Ertuğrul Mehmed
emehmed@gmail.com
Din ve Diyanet işleri üzerine yazı yazmayı bugüne kadar pek düşünmedim. İhtiyaç da görmedim. Çünkü ülkemizde vatandaşlarımızın %99 Müslümandır. Müslüman olan bir insan da dininin emir ve yasaklarını bilmekle mükelleftir.
Merhum Prof. Dr. Necmettin Erbakan “Davam” ismini verdiği kitabında “Her fırsatta, ehemmiyetle, hep şu hatırlatmayı yapıyorum: Biz İslâm dinini tanıyoruz ama ne kadar biliyoruz?” sorusunu sorar ve Kırgızistan gezisiyle alakalı bir hatırasına değinir. Ardından da anlattığı hikayede yer alan 90 yaşlarındaki ihtiyar bir Kırgız’a dikkat çekerek, “Bu Kırgız misalini sakın unutmayınız. Acaba biz de öyle miyiz? diye kendi kendimize soralım. Elhamdülillah Müslümanız. Müslümanlığı istiyoruz. Peki tam anlamıyla İslâmı biliyormuyuz?”
Bilgisiz amelin lezzeti eksik kalır. Bir ferdin dinini tanıması başka, bilmesi daha başkadır.
İmam-ı Gazali “İhyâ-u Ulumi’d Din” adlı eserinde şöyle der: "İnsanların en çok arzuladığı şey, hiç şüphe yoktur ki, cennetteki ebedî ve eksiksiz mutluluktur. Bu mutluluk amel ile kazanılır. Amel de ilimle (bilgiyle) yapılabilir."
Pınarı olmayan su, kaynağı olmayan bilgi, ocağı olmayan ateş tehlike arz eder.
Malumunuz olduğu üzeri camilerin toplumumuzda büyük bir önemi vardır. İlim, irfan, istişare ve ibadet mekanlarıdır. İnsanlara huzur ve güven verir. Tefekkür ve muhasebe etme imkanı sunar.
Camiler, kubbesi altında sıra sıra saf tutan Müslümanlara Mü'min olmanın kardeşliğini ve ümmet olmanın bilincini aşılar.
Camide bulunmanın ve cami cemaati olmanın kuralları ve adabı vardır. Müslüman sağında solunda, önünde arkasında, çevresinde bulunan kardeşine rahatsızlık vermez. Onların huşu içinde namaz kılmalarını engelleyen hal ve davranışlardan kaçınır.
Vaaz ve hutbe dinlemenin de bir adabı vardır. Huşu içinde hatibi dinlemek dini bir gerekliliktir.

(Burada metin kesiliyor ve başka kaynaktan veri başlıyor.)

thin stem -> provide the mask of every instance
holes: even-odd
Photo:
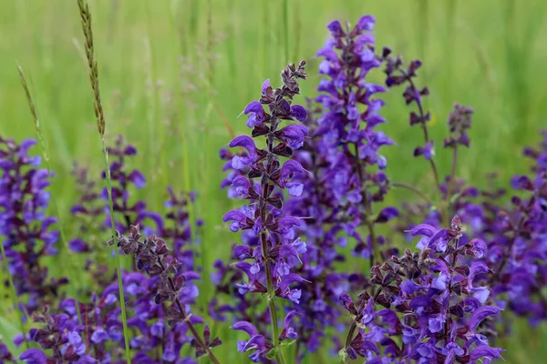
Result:
[[[361,184],[361,196],[363,198],[363,203],[365,204],[365,210],[366,211],[366,225],[368,228],[368,235],[370,236],[370,243],[372,244],[372,252],[370,254],[369,258],[370,268],[372,268],[374,266],[375,257],[377,257],[378,260],[381,259],[381,257],[379,256],[379,247],[377,247],[377,244],[376,242],[374,223],[370,220],[373,214],[372,202],[370,201],[370,198],[368,198],[368,197],[366,196],[366,188],[365,187],[364,181],[365,178],[363,177],[363,170],[361,168],[361,159],[359,158],[359,147],[357,147],[356,143],[355,143],[354,146],[356,147],[356,154],[354,156],[354,158],[357,169],[357,176],[359,177],[359,182]]]
[[[44,135],[42,134],[42,127],[41,127],[40,118],[38,117],[37,109],[36,109],[36,104],[32,98],[32,96],[30,94],[30,89],[28,88],[28,84],[26,83],[26,78],[25,77],[25,74],[23,73],[23,68],[21,68],[21,66],[19,66],[19,65],[17,65],[17,71],[19,72],[19,78],[21,79],[21,86],[23,86],[23,90],[25,91],[25,95],[26,96],[26,102],[28,103],[28,108],[30,109],[30,113],[33,117],[35,129],[36,131],[36,136],[37,136],[38,141],[40,143],[40,152],[42,154],[42,158],[44,159],[44,162],[46,163],[46,168],[47,169],[47,176],[51,177],[52,176],[51,162],[49,160],[49,156],[47,154],[47,147],[46,144],[46,139],[44,138]],[[77,269],[77,268],[76,268],[75,259],[70,257],[71,256],[70,248],[68,248],[68,243],[67,243],[67,238],[65,236],[65,229],[63,228],[61,214],[59,212],[59,207],[57,204],[57,200],[56,198],[53,198],[53,206],[55,208],[55,215],[57,218],[57,223],[58,223],[57,227],[59,229],[59,234],[61,236],[62,247],[65,248],[65,253],[67,254],[67,256],[68,258],[68,262],[69,262],[69,264],[67,264],[66,266],[66,273],[70,278],[75,278],[75,279],[77,281],[76,285],[72,285],[72,288],[73,288],[74,297],[76,298],[76,299],[77,301],[79,301],[80,299],[79,299],[79,293],[78,293],[77,288],[82,287],[81,276],[79,274],[79,270]],[[80,313],[80,309],[79,309],[79,305],[76,305],[76,311],[77,314],[78,322],[81,323],[82,317],[81,317],[81,313]],[[83,334],[85,335],[85,331]]]
[[[378,289],[374,294],[374,297],[372,298],[374,303],[376,303],[376,301],[378,298],[378,296],[380,296],[381,292],[382,292],[382,288],[379,287]],[[366,304],[365,300],[361,301],[361,303],[359,304],[359,309],[358,309],[359,311],[363,310],[363,308],[365,308],[365,304]],[[347,350],[347,348],[349,348],[351,346],[351,342],[356,334],[356,329],[357,329],[357,322],[360,321],[361,318],[363,318],[363,313],[360,313],[359,315],[356,316],[356,318],[352,321],[351,326],[349,327],[349,330],[347,331],[347,337],[346,338],[346,345],[344,346],[344,350]],[[345,363],[346,363],[346,361],[342,362],[342,364],[345,364]]]
[[[131,362],[131,352],[129,349],[129,333],[128,329],[128,318],[126,312],[125,297],[123,294],[123,282],[121,280],[121,258],[118,254],[118,234],[114,222],[114,204],[112,202],[112,181],[110,178],[110,167],[108,165],[108,152],[105,144],[105,115],[102,107],[100,89],[98,87],[98,66],[95,58],[95,47],[93,44],[93,28],[91,26],[91,13],[86,0],[77,0],[82,24],[82,32],[86,40],[86,57],[88,58],[88,71],[91,90],[93,91],[93,107],[97,119],[97,128],[101,137],[102,151],[105,156],[105,173],[107,189],[108,192],[108,207],[110,209],[110,228],[112,229],[112,239],[114,241],[114,256],[116,258],[116,268],[118,272],[118,289],[119,291],[119,304],[121,308],[121,320],[123,324],[123,337],[125,341],[125,357],[128,364]]]
[[[450,172],[450,179],[449,180],[449,188],[447,190],[447,209],[450,204],[450,197],[454,187],[454,178],[456,178],[456,168],[458,167],[458,144],[454,146],[452,152],[452,170]]]
[[[283,23],[284,23],[284,62],[289,62],[289,0],[283,1]]]
[[[102,151],[105,156],[105,172],[107,180],[107,190],[108,192],[108,208],[110,210],[110,228],[112,231],[112,239],[114,241],[114,257],[116,258],[116,272],[118,275],[118,290],[119,292],[119,305],[121,308],[121,321],[123,325],[123,339],[125,341],[126,360],[128,364],[131,362],[131,352],[129,351],[129,331],[128,329],[128,315],[126,312],[125,296],[123,293],[123,281],[121,279],[121,257],[118,252],[118,233],[116,231],[116,223],[114,222],[114,203],[112,202],[112,180],[110,179],[110,166],[108,164],[108,151],[105,144],[105,138],[102,138]]]
[[[0,244],[0,248],[2,249],[2,259],[4,260],[4,265],[5,266],[5,273],[7,275],[7,280],[9,281],[9,287],[11,288],[14,309],[17,313],[17,323],[19,324],[19,329],[23,334],[25,347],[28,349],[28,341],[26,341],[26,335],[25,335],[25,324],[23,323],[23,315],[21,315],[21,309],[19,308],[19,298],[17,297],[17,290],[15,289],[15,286],[14,285],[14,279],[12,278],[11,273],[9,272],[9,264],[7,263],[7,257],[5,256],[5,249],[4,248],[4,242]]]
[[[160,267],[161,267],[161,270],[165,271],[165,267],[163,266],[161,259],[158,259],[158,263],[160,264]],[[176,292],[177,289],[175,288],[175,283],[173,282],[173,278],[171,278],[170,277],[168,277],[167,279],[168,279],[170,289],[173,292]],[[214,356],[214,354],[211,350],[211,348],[209,348],[209,346],[207,346],[205,344],[205,342],[203,342],[203,339],[200,336],[200,333],[198,332],[196,328],[193,326],[193,324],[191,322],[191,320],[190,320],[191,316],[186,314],[184,306],[182,306],[182,304],[181,303],[181,300],[179,299],[178,297],[175,297],[174,304],[177,305],[177,308],[179,308],[179,312],[181,312],[181,315],[182,316],[182,320],[186,323],[186,326],[191,332],[191,335],[196,339],[197,344],[201,348],[201,349],[203,349],[205,352],[207,352],[207,354],[209,355],[209,359],[211,359],[211,360],[214,364],[220,364],[219,359]]]
[[[545,185],[547,185],[547,182],[543,183],[542,185],[542,187],[538,189],[541,190],[542,188],[543,188],[543,187]],[[532,206],[533,205],[532,204],[533,201],[534,201],[534,197],[532,197],[530,198],[530,201],[528,201],[526,210],[530,210],[532,208]],[[528,217],[528,213],[526,213],[526,212],[522,213],[522,216],[521,217],[521,218],[519,219],[519,222],[517,223],[517,228],[515,229],[513,229],[513,237],[512,237],[512,239],[511,240],[511,244],[509,245],[507,254],[505,254],[503,256],[503,260],[501,260],[501,263],[500,264],[500,268],[498,268],[498,269],[497,269],[498,273],[496,274],[496,278],[497,278],[498,281],[500,281],[501,279],[501,271],[505,268],[505,264],[507,264],[507,258],[511,254],[511,250],[512,250],[512,247],[513,247],[515,241],[517,240],[517,238],[519,237],[520,231],[522,228],[522,226],[524,225],[524,222],[526,221],[527,217]]]
[[[410,88],[412,88],[413,93],[418,93],[418,88],[412,81],[412,77],[410,77],[404,69],[399,68],[399,72],[405,76],[408,84],[410,85]],[[419,119],[422,131],[424,132],[424,139],[426,144],[429,142],[429,132],[428,131],[428,125],[426,124],[425,119],[425,112],[424,107],[419,100],[419,98],[416,98],[416,104],[418,104],[418,111],[419,113]],[[435,184],[437,185],[437,189],[439,190],[439,195],[440,197],[440,200],[442,201],[442,189],[440,188],[440,179],[439,178],[439,170],[437,169],[437,164],[433,158],[429,159],[429,165],[431,166],[431,170],[433,171],[433,177],[435,178]],[[441,207],[441,216],[444,216],[444,207],[443,204],[440,205]]]
[[[406,183],[401,183],[401,182],[392,182],[391,186],[393,186],[394,187],[407,188],[408,190],[412,191],[415,194],[417,194],[418,196],[419,196],[420,197],[422,197],[428,204],[433,205],[433,202],[431,202],[431,200],[429,199],[428,195],[426,195],[423,191],[421,191],[418,187],[415,187],[414,186],[410,186],[410,185],[408,185]]]
[[[279,125],[279,121],[276,117],[273,117],[270,121],[271,132],[268,134],[268,137],[266,139],[266,147],[268,151],[268,157],[266,165],[269,165],[275,156],[273,153],[274,147],[274,132],[277,129],[277,126]],[[266,167],[267,169],[267,167]],[[263,176],[263,179],[261,181],[262,185],[262,198],[259,202],[260,208],[260,218],[263,223],[266,221],[266,200],[268,198],[268,190],[270,187],[269,177],[267,176]],[[275,307],[275,290],[274,289],[274,278],[272,275],[272,267],[270,266],[270,248],[268,247],[268,236],[266,231],[263,231],[260,234],[260,239],[262,244],[262,251],[264,258],[264,270],[266,273],[266,289],[267,289],[267,299],[268,299],[268,307],[270,308],[270,316],[272,318],[272,340],[274,341],[274,350],[275,350],[275,359],[277,360],[277,364],[284,364],[284,359],[283,358],[283,354],[281,353],[280,346],[279,346],[279,328],[277,324],[277,308]]]

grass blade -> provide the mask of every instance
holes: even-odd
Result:
[[[95,108],[95,116],[97,118],[97,126],[102,142],[102,151],[105,157],[105,171],[107,180],[107,189],[108,191],[108,207],[110,209],[110,228],[112,229],[112,239],[114,240],[113,250],[116,258],[116,269],[118,273],[118,289],[119,291],[119,304],[121,308],[121,320],[123,324],[123,338],[125,341],[125,354],[128,364],[131,362],[131,353],[129,351],[129,334],[128,329],[128,318],[126,312],[125,297],[123,294],[123,282],[121,280],[121,258],[118,252],[118,239],[116,226],[114,224],[114,206],[112,203],[112,182],[110,179],[110,166],[108,165],[108,151],[105,143],[105,116],[100,101],[100,92],[98,88],[98,68],[97,60],[95,59],[95,49],[93,45],[93,32],[91,28],[91,13],[86,0],[77,0],[79,7],[82,30],[86,38],[86,56],[88,58],[88,66],[89,71],[89,82],[91,83],[91,90],[93,91],[94,100],[93,106]]]

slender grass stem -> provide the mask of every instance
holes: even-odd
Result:
[[[372,298],[372,299],[374,300],[374,303],[376,303],[377,299],[378,299],[378,296],[380,296],[380,293],[382,292],[382,288],[379,287],[376,293],[374,294],[374,297]],[[359,305],[359,311],[363,310],[363,308],[365,308],[366,305],[366,301],[361,301],[361,304]],[[356,329],[357,329],[357,322],[361,320],[361,318],[363,318],[363,314],[359,314],[357,316],[356,316],[355,319],[352,321],[351,326],[349,327],[349,330],[347,331],[347,337],[346,338],[346,344],[344,345],[344,350],[347,350],[347,348],[349,348],[351,346],[351,342],[354,339],[354,337],[356,335]],[[342,364],[346,364],[346,360],[343,359],[342,360]]]
[[[284,43],[284,63],[289,62],[289,0],[283,0],[283,38]]]
[[[359,177],[359,182],[361,184],[361,196],[363,198],[363,203],[365,204],[365,210],[366,212],[366,227],[368,228],[368,235],[370,236],[370,243],[372,245],[372,252],[370,254],[370,268],[374,266],[375,259],[379,261],[381,259],[380,257],[380,249],[376,241],[376,234],[374,232],[374,222],[370,220],[373,211],[372,211],[372,201],[368,198],[366,188],[365,187],[365,177],[363,176],[363,169],[361,167],[361,158],[359,157],[359,147],[357,144],[355,144],[356,154],[354,156],[356,167],[357,169],[357,176]]]
[[[86,57],[88,59],[88,66],[89,73],[89,82],[91,90],[93,91],[93,106],[95,109],[95,116],[97,118],[97,126],[102,143],[102,152],[105,157],[105,172],[107,190],[108,192],[108,208],[110,210],[110,228],[112,230],[112,238],[114,240],[113,249],[116,259],[116,269],[118,272],[118,288],[119,291],[119,304],[121,308],[121,320],[123,325],[123,337],[125,341],[125,357],[128,364],[131,362],[131,352],[129,349],[129,333],[128,329],[128,318],[125,305],[125,297],[123,294],[123,282],[121,279],[121,258],[118,252],[118,239],[116,232],[116,225],[114,222],[114,204],[112,203],[112,181],[110,178],[110,166],[108,164],[108,151],[105,143],[105,116],[101,104],[100,91],[98,87],[98,68],[97,60],[95,59],[95,48],[93,44],[93,30],[91,26],[91,13],[86,0],[77,0],[81,16],[82,30],[86,40]]]
[[[422,190],[415,187],[414,186],[410,186],[410,185],[408,185],[406,183],[401,183],[401,182],[393,182],[393,183],[391,183],[391,186],[393,186],[394,187],[406,188],[409,191],[412,191],[416,195],[422,197],[426,202],[429,203],[430,205],[433,205],[433,202],[429,199],[428,195],[426,195]]]
[[[412,81],[412,77],[410,77],[402,67],[399,68],[399,72],[403,75],[405,79],[408,82],[408,85],[410,86],[410,88],[413,90],[413,92],[418,93],[418,88],[416,87],[414,81]],[[427,144],[429,142],[429,132],[428,130],[428,125],[426,124],[426,118],[425,118],[426,113],[424,112],[424,107],[419,99],[416,100],[416,104],[418,105],[419,119],[421,120],[420,125],[421,125],[422,131],[424,133],[424,140],[426,141],[426,144]],[[431,166],[431,171],[433,172],[433,178],[435,179],[435,185],[437,186],[437,189],[439,191],[439,201],[440,201],[441,219],[442,219],[442,221],[445,221],[445,220],[447,220],[446,211],[445,211],[446,208],[444,206],[445,204],[444,204],[443,197],[442,197],[442,188],[440,187],[440,178],[439,177],[439,169],[437,168],[437,163],[435,163],[435,160],[433,158],[429,159],[429,165]],[[441,221],[441,225],[442,225],[442,221]]]
[[[275,131],[279,125],[279,120],[273,117],[270,121],[272,130]],[[266,140],[266,147],[268,151],[268,162],[274,157],[274,134],[270,133]],[[263,178],[262,185],[262,198],[260,200],[259,215],[263,221],[266,221],[266,200],[268,199],[269,179]],[[262,252],[264,258],[264,270],[266,273],[266,289],[268,298],[268,308],[270,308],[270,316],[272,318],[272,340],[274,341],[274,350],[275,350],[275,359],[277,364],[284,364],[284,359],[279,346],[279,328],[277,323],[277,308],[275,307],[275,290],[274,288],[274,278],[272,276],[272,267],[270,266],[270,248],[268,247],[268,236],[266,231],[260,234],[262,244]]]
[[[21,85],[23,86],[23,89],[25,90],[25,95],[26,96],[26,101],[28,102],[28,108],[30,109],[30,113],[32,114],[32,117],[34,120],[36,136],[38,138],[38,142],[40,143],[40,152],[42,154],[42,158],[44,159],[44,162],[46,163],[46,168],[47,169],[47,176],[51,177],[51,175],[52,175],[51,162],[50,162],[49,155],[47,152],[47,145],[46,143],[46,139],[44,138],[44,134],[42,133],[42,126],[41,126],[41,123],[40,123],[40,118],[38,117],[37,109],[36,109],[36,104],[32,98],[32,96],[30,94],[30,89],[28,88],[28,84],[26,82],[26,78],[25,78],[25,74],[23,73],[23,68],[21,68],[21,66],[17,65],[17,70],[19,72]],[[56,198],[53,198],[53,207],[54,207],[55,214],[56,214],[56,217],[57,217],[57,222],[58,222],[58,229],[59,229],[59,234],[61,236],[61,243],[62,243],[61,247],[64,248],[64,252],[68,260],[68,264],[63,265],[63,267],[65,268],[65,274],[67,277],[74,278],[76,279],[76,284],[71,285],[71,286],[73,288],[74,297],[76,298],[77,300],[79,301],[80,298],[79,298],[79,293],[78,293],[77,288],[79,287],[82,287],[82,278],[79,273],[79,270],[76,267],[76,261],[75,261],[74,258],[71,257],[72,254],[70,252],[70,248],[68,248],[68,242],[67,240],[67,238],[65,235],[65,229],[63,228],[63,223],[61,220],[59,206],[58,206],[57,200]],[[81,317],[81,313],[80,313],[80,309],[79,309],[79,305],[76,305],[76,311],[77,314],[78,322],[81,324],[82,317]],[[83,334],[85,335],[85,332]]]
[[[450,207],[450,197],[452,195],[452,188],[454,187],[454,178],[456,178],[456,169],[458,167],[458,144],[453,147],[452,152],[452,170],[450,172],[450,179],[449,180],[449,187],[447,189],[447,210]],[[447,212],[448,213],[448,212]]]
[[[14,285],[14,279],[12,278],[12,275],[9,273],[9,264],[7,263],[7,257],[5,256],[5,249],[4,248],[4,241],[2,242],[2,244],[0,244],[0,248],[2,248],[2,259],[4,260],[4,266],[5,267],[5,273],[11,290],[12,303],[14,305],[14,309],[17,313],[17,323],[19,324],[19,329],[23,334],[25,347],[28,349],[28,341],[26,341],[26,335],[25,335],[25,324],[23,323],[23,315],[21,315],[21,309],[19,308],[19,298],[17,297],[17,290],[15,289],[15,286]]]

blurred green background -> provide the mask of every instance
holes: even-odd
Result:
[[[149,177],[140,193],[150,207],[161,207],[168,184],[199,191],[196,213],[207,226],[201,237],[206,264],[227,258],[235,239],[222,224],[231,202],[219,188],[219,148],[232,133],[246,132],[245,119],[237,116],[258,98],[265,78],[279,85],[288,62],[308,61],[310,77],[302,94],[315,96],[315,54],[334,18],[355,22],[374,15],[378,47],[389,46],[407,60],[423,61],[418,82],[431,91],[427,106],[438,146],[454,102],[475,109],[471,148],[461,154],[460,177],[480,186],[488,172],[500,173],[503,180],[524,172],[521,147],[535,145],[538,131],[547,126],[543,0],[289,0],[286,12],[283,0],[89,5],[108,140],[123,134],[138,147],[133,167]],[[96,170],[103,166],[82,38],[76,0],[0,2],[0,134],[18,140],[36,136],[18,62],[43,124],[57,175],[53,197],[68,237],[69,207],[76,198],[72,163]],[[381,75],[375,77],[381,82]],[[427,166],[412,157],[422,143],[420,131],[408,127],[399,91],[386,96],[383,113],[388,120],[385,130],[398,145],[386,152],[387,171],[393,180],[427,189],[431,183]],[[447,173],[449,156],[439,149],[437,158]],[[202,301],[210,295],[204,283]],[[541,345],[547,339],[545,327],[530,329],[522,322],[515,330],[507,361],[541,362],[547,353]],[[230,335],[223,336],[226,343],[219,350],[231,362],[245,358],[234,354]]]

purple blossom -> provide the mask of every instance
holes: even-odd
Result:
[[[17,295],[28,295],[29,312],[50,303],[68,281],[48,277],[43,263],[43,258],[57,254],[59,232],[51,228],[57,218],[46,215],[50,176],[36,168],[40,157],[28,155],[35,144],[0,136],[0,238]]]
[[[256,147],[253,139],[248,136],[236,136],[230,143],[231,147],[243,147],[246,153],[232,155],[232,168],[243,173],[234,173],[231,178],[232,195],[249,199],[249,205],[226,213],[224,222],[231,221],[230,229],[249,231],[254,238],[260,239],[255,246],[247,248],[239,246],[233,250],[233,256],[242,260],[235,264],[246,277],[246,282],[236,284],[240,295],[246,293],[266,293],[269,310],[273,318],[276,317],[274,303],[275,297],[298,303],[301,290],[292,288],[302,283],[304,278],[291,270],[301,263],[300,254],[305,252],[305,244],[297,238],[297,230],[301,226],[299,218],[285,216],[283,210],[283,189],[290,196],[300,196],[304,186],[294,182],[299,175],[305,174],[302,165],[296,160],[283,163],[280,157],[289,157],[294,150],[302,147],[307,127],[302,125],[288,125],[278,130],[283,120],[304,121],[306,111],[303,106],[291,105],[294,96],[299,94],[298,78],[305,79],[305,62],[298,66],[286,66],[281,78],[281,88],[272,88],[269,81],[263,85],[260,101],[253,101],[245,108],[251,113],[247,125],[253,127],[253,137],[264,136],[265,149]],[[263,108],[267,106],[268,112]],[[222,154],[228,155],[223,152]],[[245,181],[245,174],[248,181]],[[256,179],[256,180],[255,180]],[[260,182],[259,182],[260,181]],[[292,315],[289,315],[292,317]],[[287,318],[290,323],[290,318]],[[277,322],[272,322],[275,335],[271,339],[259,335],[258,330],[249,322],[240,321],[232,329],[243,329],[251,336],[248,341],[238,344],[239,351],[253,350],[250,358],[253,361],[263,359],[267,352],[279,359],[280,339]]]
[[[354,253],[371,259],[380,237],[374,233],[374,223],[366,222],[372,219],[373,203],[382,201],[387,190],[381,177],[385,175],[373,167],[387,167],[380,148],[393,145],[383,131],[377,130],[386,120],[379,114],[384,102],[376,94],[386,90],[366,81],[369,72],[381,65],[368,33],[374,22],[374,17],[365,15],[346,30],[337,21],[329,24],[332,38],[317,52],[325,58],[319,70],[325,78],[318,88],[323,93],[315,99],[323,106],[315,136],[325,145],[317,150],[325,153],[328,163],[320,177],[322,184],[332,188],[332,204],[341,206],[340,214],[349,217],[340,228],[356,240]],[[361,113],[360,108],[366,111]],[[367,226],[366,237],[357,228],[360,225]]]
[[[343,360],[360,356],[378,363],[407,359],[452,363],[468,362],[470,355],[474,362],[501,358],[501,349],[489,346],[483,323],[501,309],[474,298],[477,289],[488,291],[474,285],[475,276],[488,268],[481,261],[465,263],[473,240],[463,240],[459,217],[454,217],[449,228],[422,224],[410,233],[428,239],[421,252],[407,249],[404,256],[375,266],[371,289],[363,291],[357,302],[347,294],[340,296],[353,318]],[[446,241],[439,248],[441,239]],[[402,345],[392,339],[397,336]]]

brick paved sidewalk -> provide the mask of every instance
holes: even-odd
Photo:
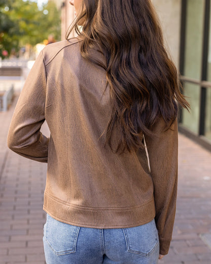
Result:
[[[0,264],[44,264],[46,214],[42,206],[47,164],[7,148],[7,135],[16,102],[17,97],[9,111],[0,112]],[[46,126],[42,130],[48,135]],[[211,263],[211,248],[201,238],[211,236],[210,209],[211,153],[180,135],[173,239],[169,254],[159,264]]]

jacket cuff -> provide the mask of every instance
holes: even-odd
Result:
[[[160,254],[161,255],[167,255],[170,247],[170,243],[171,239],[165,239],[159,238],[160,242]]]

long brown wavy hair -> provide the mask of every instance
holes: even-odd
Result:
[[[82,31],[78,27],[82,22]],[[66,39],[75,29],[82,40],[82,56],[106,71],[113,111],[105,146],[108,143],[114,152],[143,147],[143,134],[152,136],[158,118],[162,116],[167,129],[180,106],[188,110],[151,0],[83,0],[69,28]],[[106,63],[90,52],[93,48]],[[119,141],[114,150],[115,127]]]

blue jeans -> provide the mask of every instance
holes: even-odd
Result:
[[[154,219],[135,227],[92,228],[47,215],[43,237],[47,264],[157,264],[159,243]]]

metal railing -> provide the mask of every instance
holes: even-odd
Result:
[[[0,111],[6,111],[8,106],[11,105],[14,95],[14,85],[8,89],[1,89],[0,87]]]

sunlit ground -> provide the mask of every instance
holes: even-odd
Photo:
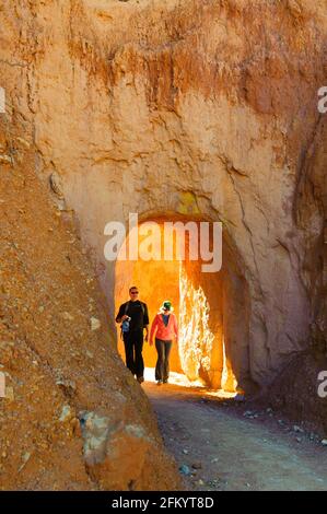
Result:
[[[154,377],[154,367],[145,367],[144,378],[145,378],[145,382],[153,382],[153,383],[156,382]],[[201,389],[201,394],[208,395],[208,396],[215,396],[218,398],[234,398],[236,396],[236,393],[229,393],[223,389],[218,389],[218,390],[208,389],[202,381],[198,379],[198,381],[191,382],[187,378],[186,375],[183,375],[182,373],[171,372],[170,384],[176,385],[179,387],[192,387],[195,389]]]

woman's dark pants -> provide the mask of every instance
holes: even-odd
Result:
[[[163,341],[155,338],[157,361],[155,366],[155,379],[166,382],[170,376],[170,353],[173,341]]]
[[[144,374],[144,362],[142,355],[143,330],[131,330],[124,332],[124,344],[126,365],[138,378]]]

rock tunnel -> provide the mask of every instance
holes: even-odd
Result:
[[[152,232],[153,224],[160,231],[160,238],[156,240],[159,247],[152,248],[147,260],[140,256],[137,260],[121,259],[122,252],[126,256],[126,248],[129,248],[130,240],[135,237],[133,232],[138,232],[141,247]],[[175,236],[170,259],[165,258],[167,256],[164,253],[166,224],[174,226]],[[187,227],[192,226],[200,240],[201,224],[209,229],[208,249],[221,252],[222,266],[218,271],[203,271],[202,256],[196,258],[197,255],[191,255],[190,232]],[[182,237],[185,243],[184,255],[177,253],[180,226],[186,227]],[[117,312],[119,305],[128,300],[128,290],[136,284],[140,299],[148,304],[151,327],[162,302],[171,300],[179,327],[178,342],[172,349],[171,371],[185,374],[189,381],[200,378],[212,389],[233,393],[248,383],[248,292],[240,256],[233,254],[224,231],[222,242],[218,245],[212,227],[213,220],[199,215],[178,215],[176,212],[171,215],[143,215],[138,226],[127,234],[116,261],[115,308]],[[118,351],[124,358],[119,329],[117,340]],[[147,342],[143,357],[147,367],[155,366],[155,348]]]

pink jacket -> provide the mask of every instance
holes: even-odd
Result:
[[[153,342],[153,336],[163,341],[171,341],[174,337],[178,338],[177,319],[174,313],[170,314],[168,325],[165,327],[162,315],[159,313],[155,315],[150,331],[150,343]]]

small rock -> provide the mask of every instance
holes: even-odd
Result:
[[[253,416],[253,411],[252,410],[246,410],[243,416]]]
[[[72,417],[72,414],[71,414],[70,406],[69,406],[69,405],[65,405],[65,406],[62,407],[59,421],[65,422],[65,421],[69,420],[71,417]]]
[[[186,464],[183,464],[180,467],[179,467],[179,472],[182,475],[190,475],[190,469],[189,467],[186,465]]]
[[[234,396],[234,401],[245,401],[245,396],[242,393],[237,393],[237,395]]]
[[[91,323],[91,330],[98,330],[98,328],[101,327],[101,323],[96,317],[92,316],[92,318],[90,319],[90,323]]]
[[[67,312],[62,313],[62,317],[63,319],[67,319],[67,322],[72,322],[73,320],[73,316]]]
[[[0,163],[11,164],[11,157],[9,155],[0,155]]]
[[[202,469],[202,463],[192,463],[191,467],[194,469]]]
[[[13,387],[5,387],[5,398],[7,398],[9,401],[14,401]]]

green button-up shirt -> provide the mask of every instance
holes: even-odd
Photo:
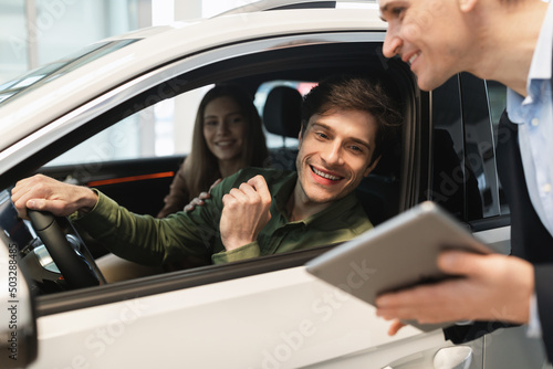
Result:
[[[219,234],[222,197],[250,178],[262,175],[272,194],[271,220],[258,240],[226,251]],[[176,262],[186,255],[211,255],[215,264],[351,240],[373,228],[354,193],[301,221],[290,222],[286,203],[298,173],[247,168],[226,178],[205,205],[165,219],[138,215],[98,193],[95,208],[74,219],[114,254],[145,265]]]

Yanındakiyle konuşmak, başka şeylerle ilgilenmek, cep telefonuyla meşgul olmak hutbenin özünden uzaklaşmaya, mesajını kaçırmaya ve sevabından mahrum kalmayasebep olur.
Cuma namazı için camiye gelenler, eğer cami avlusunda namaz kılıyorlarsa kıbleye mutlaka dikkat etmeleri gerekir. Gözlemlerimize göre; dışarıda namaz kılanlar kıbleye dikkat etmeden, mihrabın da önüne geçerek namaza durmaktalar.
Cuma namazının bütüncül bir parçası olan son dört rekat sünnet kılınmadan camiden çıkılmaktadır. Bu yanlıştan dönülmelidir.
Cami ve camide cemaatle namaz kılmanın adabına uyulmalı, namazların geçerlilik şartları harfiyen yerine getirilmelidir. İmam Hatipler vaazlarında ve hutbelerinde bu konulara tekrar tekrar değinmeli, Müslümanları bilgilendirmelidir.